Even before I became inspired by Paul's message, Dr. Lebensohn insisted that I participate in conversations.
"You can't be so involved in yourself," he would say. "You must reach out to others. Only then will you discover that people are approachable, interesting and have problems as you do; that you are connected to them."
Every day he required I talk with people. I did as I was told. Despite my feelings of inferiority and self-doubt, I forced myself to strike up conversations with passengers on my flights or those I would run into in Warrenton. Dr. Lebensohn was the wise, self-aware parent I never had. His position of authority and professionalism compelled me to direct my attention away from the attractiveness of my disease and towards a life outside myself even though it was more difficult and scary. His clarity and kindness inspired me to seek out others rather than retreat into the self absorbed pull of my own foggy dream world.

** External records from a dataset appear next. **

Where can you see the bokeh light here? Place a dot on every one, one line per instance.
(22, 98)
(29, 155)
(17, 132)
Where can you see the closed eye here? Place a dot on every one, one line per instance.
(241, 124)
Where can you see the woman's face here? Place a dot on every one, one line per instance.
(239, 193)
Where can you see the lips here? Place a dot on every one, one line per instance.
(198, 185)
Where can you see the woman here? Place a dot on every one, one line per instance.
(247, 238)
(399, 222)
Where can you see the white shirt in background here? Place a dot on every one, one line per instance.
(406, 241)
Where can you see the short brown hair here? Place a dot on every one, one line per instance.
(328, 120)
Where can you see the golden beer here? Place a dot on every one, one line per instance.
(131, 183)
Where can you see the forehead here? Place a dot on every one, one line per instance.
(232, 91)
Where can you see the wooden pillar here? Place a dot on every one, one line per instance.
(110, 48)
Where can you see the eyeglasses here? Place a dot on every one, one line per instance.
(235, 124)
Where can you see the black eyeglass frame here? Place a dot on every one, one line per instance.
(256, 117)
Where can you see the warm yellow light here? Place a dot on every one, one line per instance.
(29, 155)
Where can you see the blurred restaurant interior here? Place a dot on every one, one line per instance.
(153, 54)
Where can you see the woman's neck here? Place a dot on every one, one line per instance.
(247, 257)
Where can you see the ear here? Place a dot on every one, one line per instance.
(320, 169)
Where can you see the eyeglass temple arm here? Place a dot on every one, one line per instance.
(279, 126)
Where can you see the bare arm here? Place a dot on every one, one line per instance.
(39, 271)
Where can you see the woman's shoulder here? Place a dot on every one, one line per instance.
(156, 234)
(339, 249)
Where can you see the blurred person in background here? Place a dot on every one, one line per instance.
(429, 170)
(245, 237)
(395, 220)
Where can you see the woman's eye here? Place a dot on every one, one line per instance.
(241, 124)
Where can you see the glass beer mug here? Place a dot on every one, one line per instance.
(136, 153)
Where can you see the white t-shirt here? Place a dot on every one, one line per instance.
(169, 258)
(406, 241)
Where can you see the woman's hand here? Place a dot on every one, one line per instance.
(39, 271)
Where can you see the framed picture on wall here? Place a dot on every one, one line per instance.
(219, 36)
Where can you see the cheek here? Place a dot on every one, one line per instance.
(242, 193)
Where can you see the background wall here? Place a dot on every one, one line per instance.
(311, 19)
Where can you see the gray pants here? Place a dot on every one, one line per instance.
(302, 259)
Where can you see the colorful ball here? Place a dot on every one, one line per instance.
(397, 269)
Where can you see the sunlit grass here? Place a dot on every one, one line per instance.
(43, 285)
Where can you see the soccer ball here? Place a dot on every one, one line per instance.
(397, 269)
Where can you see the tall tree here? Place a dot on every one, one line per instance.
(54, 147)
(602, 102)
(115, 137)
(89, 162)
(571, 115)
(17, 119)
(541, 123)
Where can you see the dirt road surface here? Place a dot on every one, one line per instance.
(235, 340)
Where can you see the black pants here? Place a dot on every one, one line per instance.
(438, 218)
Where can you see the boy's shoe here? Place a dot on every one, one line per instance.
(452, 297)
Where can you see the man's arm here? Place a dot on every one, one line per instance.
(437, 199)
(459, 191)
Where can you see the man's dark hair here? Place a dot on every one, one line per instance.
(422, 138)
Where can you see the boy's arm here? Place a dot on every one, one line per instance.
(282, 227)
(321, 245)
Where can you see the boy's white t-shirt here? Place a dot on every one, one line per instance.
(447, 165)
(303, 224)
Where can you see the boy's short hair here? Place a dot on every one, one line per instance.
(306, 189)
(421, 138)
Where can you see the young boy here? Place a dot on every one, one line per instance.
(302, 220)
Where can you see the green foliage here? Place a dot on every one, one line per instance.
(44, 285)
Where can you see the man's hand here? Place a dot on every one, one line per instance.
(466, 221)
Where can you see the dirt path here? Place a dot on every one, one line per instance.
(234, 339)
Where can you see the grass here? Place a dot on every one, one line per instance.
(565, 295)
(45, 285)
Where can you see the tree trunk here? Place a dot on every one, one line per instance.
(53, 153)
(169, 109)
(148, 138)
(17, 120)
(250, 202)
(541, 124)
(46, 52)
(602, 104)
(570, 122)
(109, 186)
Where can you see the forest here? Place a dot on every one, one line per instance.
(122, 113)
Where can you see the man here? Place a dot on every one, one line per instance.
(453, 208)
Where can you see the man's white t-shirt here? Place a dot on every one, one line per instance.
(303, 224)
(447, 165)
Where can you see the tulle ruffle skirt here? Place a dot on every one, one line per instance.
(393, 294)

Paul's message was also clear. It flowed from a story of difficulty and redemption to which I could easily relate. His writing conveyed a wise and persevering man of God who had discovered what was right and true after leaving a corrupted life. Initially I found his unequivocal message offensive, morally conservative, and intolerant of my chosen modern life style. His use of words, however, his images and the logical pattern of his thoughts inspired me to work beneath my first impressions to find the beauty and compassion that was undeniable. And it was this kind of inspiring beauty I began to find in my conversations with others.
To be continued ...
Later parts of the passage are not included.